Je pensais que je pouvais les tenir, mais d’un peu plus loin. J’avais vu sur la Vendée-Arctique-Les Sables d’Olonne que Sam (Davies) était devant moi, mais sans que les écarts soient énormes. Mais c’est clair que naviguer avec elle, Boris et Kevin, qui ont des bateaux qui ont été « refités » avec des grands foils, c’est positif, parce que normalement, ils sont plus à l’aise. Après, dans la dépression, quand ça va débrider un peu, ils devraient aller un peu plus vite. Mais on verra, parce que ça dépendra aussi d’où chacun mettra le curseur dans sa façon d’attaquer.
Tu vas atteindre dimanche la fin de la troisième semaine de course, la solitude commence-t-elle à te peser ?
Non, franchement, je me sens bien en mer. Je suis un homme d’action, donc j’aime bien être occupé, ce qui a été majoritairement le cas depuis le départ, à part hier où c’était un peu monotone, donc le moral était un peu moins bon. Mais c’est comme à terre, il y a des jours où on a plus le moral que d’autres. Globalement, la solitude ne me pèse pas, je n’ai pas l’impression que ça fera trois semaines dimanche qu’on sera partis, donc c’est cool.
As-tu le temps de savoir ce qui se passe dans le monde ?

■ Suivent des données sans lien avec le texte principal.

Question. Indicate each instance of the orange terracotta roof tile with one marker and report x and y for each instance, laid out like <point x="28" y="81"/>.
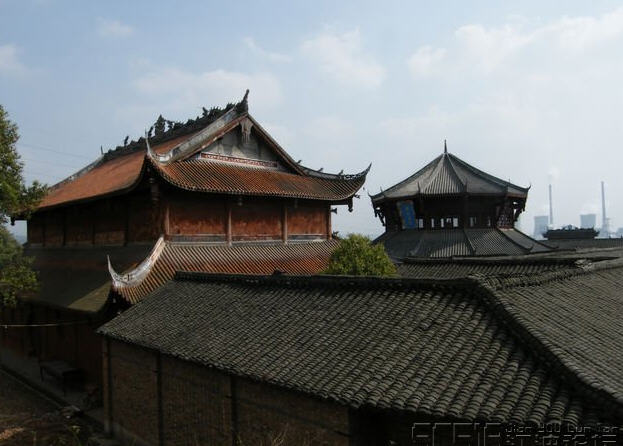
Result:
<point x="103" y="178"/>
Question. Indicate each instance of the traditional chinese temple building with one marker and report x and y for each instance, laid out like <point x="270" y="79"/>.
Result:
<point x="450" y="208"/>
<point x="216" y="194"/>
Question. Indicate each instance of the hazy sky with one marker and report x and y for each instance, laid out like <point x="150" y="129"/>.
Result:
<point x="530" y="91"/>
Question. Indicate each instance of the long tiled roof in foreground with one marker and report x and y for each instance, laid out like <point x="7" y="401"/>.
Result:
<point x="167" y="257"/>
<point x="544" y="348"/>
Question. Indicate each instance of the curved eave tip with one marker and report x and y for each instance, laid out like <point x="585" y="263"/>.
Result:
<point x="150" y="152"/>
<point x="365" y="172"/>
<point x="113" y="274"/>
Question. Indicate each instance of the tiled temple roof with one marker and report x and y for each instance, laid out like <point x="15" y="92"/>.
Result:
<point x="438" y="243"/>
<point x="121" y="170"/>
<point x="449" y="175"/>
<point x="199" y="175"/>
<point x="536" y="349"/>
<point x="167" y="257"/>
<point x="76" y="278"/>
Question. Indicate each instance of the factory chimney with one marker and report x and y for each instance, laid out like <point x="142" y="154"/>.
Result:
<point x="605" y="230"/>
<point x="551" y="211"/>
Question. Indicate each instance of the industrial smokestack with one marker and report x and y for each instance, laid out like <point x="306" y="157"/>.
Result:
<point x="551" y="209"/>
<point x="605" y="231"/>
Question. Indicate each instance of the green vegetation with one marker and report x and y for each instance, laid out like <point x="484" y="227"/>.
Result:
<point x="16" y="198"/>
<point x="356" y="256"/>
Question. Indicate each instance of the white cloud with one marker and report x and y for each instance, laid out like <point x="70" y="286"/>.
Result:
<point x="261" y="52"/>
<point x="537" y="101"/>
<point x="9" y="61"/>
<point x="113" y="28"/>
<point x="178" y="94"/>
<point x="566" y="38"/>
<point x="342" y="57"/>
<point x="426" y="61"/>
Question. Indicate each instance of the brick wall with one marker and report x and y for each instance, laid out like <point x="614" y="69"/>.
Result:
<point x="132" y="388"/>
<point x="204" y="406"/>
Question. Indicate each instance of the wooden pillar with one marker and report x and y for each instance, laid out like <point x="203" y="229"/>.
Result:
<point x="108" y="427"/>
<point x="126" y="223"/>
<point x="465" y="211"/>
<point x="64" y="229"/>
<point x="329" y="233"/>
<point x="228" y="223"/>
<point x="167" y="221"/>
<point x="284" y="222"/>
<point x="93" y="222"/>
<point x="43" y="219"/>
<point x="159" y="398"/>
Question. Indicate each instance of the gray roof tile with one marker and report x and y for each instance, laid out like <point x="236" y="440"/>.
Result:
<point x="511" y="349"/>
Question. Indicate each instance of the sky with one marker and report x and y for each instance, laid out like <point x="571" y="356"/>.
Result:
<point x="529" y="91"/>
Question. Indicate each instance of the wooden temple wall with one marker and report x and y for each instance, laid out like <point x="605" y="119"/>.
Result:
<point x="138" y="219"/>
<point x="154" y="399"/>
<point x="72" y="340"/>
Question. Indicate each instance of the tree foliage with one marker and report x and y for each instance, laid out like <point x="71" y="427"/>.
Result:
<point x="16" y="198"/>
<point x="356" y="256"/>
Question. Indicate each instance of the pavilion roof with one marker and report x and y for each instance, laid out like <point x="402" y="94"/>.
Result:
<point x="449" y="175"/>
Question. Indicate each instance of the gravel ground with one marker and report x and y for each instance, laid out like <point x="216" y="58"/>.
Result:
<point x="28" y="419"/>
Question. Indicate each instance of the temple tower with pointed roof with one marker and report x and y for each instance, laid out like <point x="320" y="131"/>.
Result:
<point x="451" y="208"/>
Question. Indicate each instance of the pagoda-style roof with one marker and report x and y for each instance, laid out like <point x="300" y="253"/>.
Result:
<point x="449" y="175"/>
<point x="175" y="156"/>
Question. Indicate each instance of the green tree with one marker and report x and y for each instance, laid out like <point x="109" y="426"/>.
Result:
<point x="356" y="256"/>
<point x="16" y="198"/>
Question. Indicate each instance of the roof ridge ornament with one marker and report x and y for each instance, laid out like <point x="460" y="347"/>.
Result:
<point x="243" y="106"/>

Oui, je sais que le « dieu » Maradona est mort hier, je pense que l’Argentine, Naples et tous les clubs où il est passé sont en berne. Je n’ai jamais été trop football, je suis plus impressionné par Jean Le Cam que par Zinédine Zidane, mais Maradona, c’est quand même un personnage à part. J’ai aussi appris que Christophe Dominici était mort, je suis plus fan de rugby, donc ça m’a surpris et touché, parce que c’était un joueur hyper talentueux qui a apporté beaucoup au rugby français, il dégageait une belle image, avait l’air généreux, c’est jeune de partir à 48 ans. Sinon, il paraît qu’Emmanuel Macron a parlé et qu’il va vous déconfiner petit à petit, en vous laissant 20 kilomètres de promenade et qu’apparemment, il y aura un vaccin en janvier pour le Covid. En tout cas, c’est sûr qu’à notre retour, après ce que l’on vit là, ça va être compliqué de nous enfermer chez nous ! Donc oui, j’ai quelques nouvelles de la terre et ça fait du bien.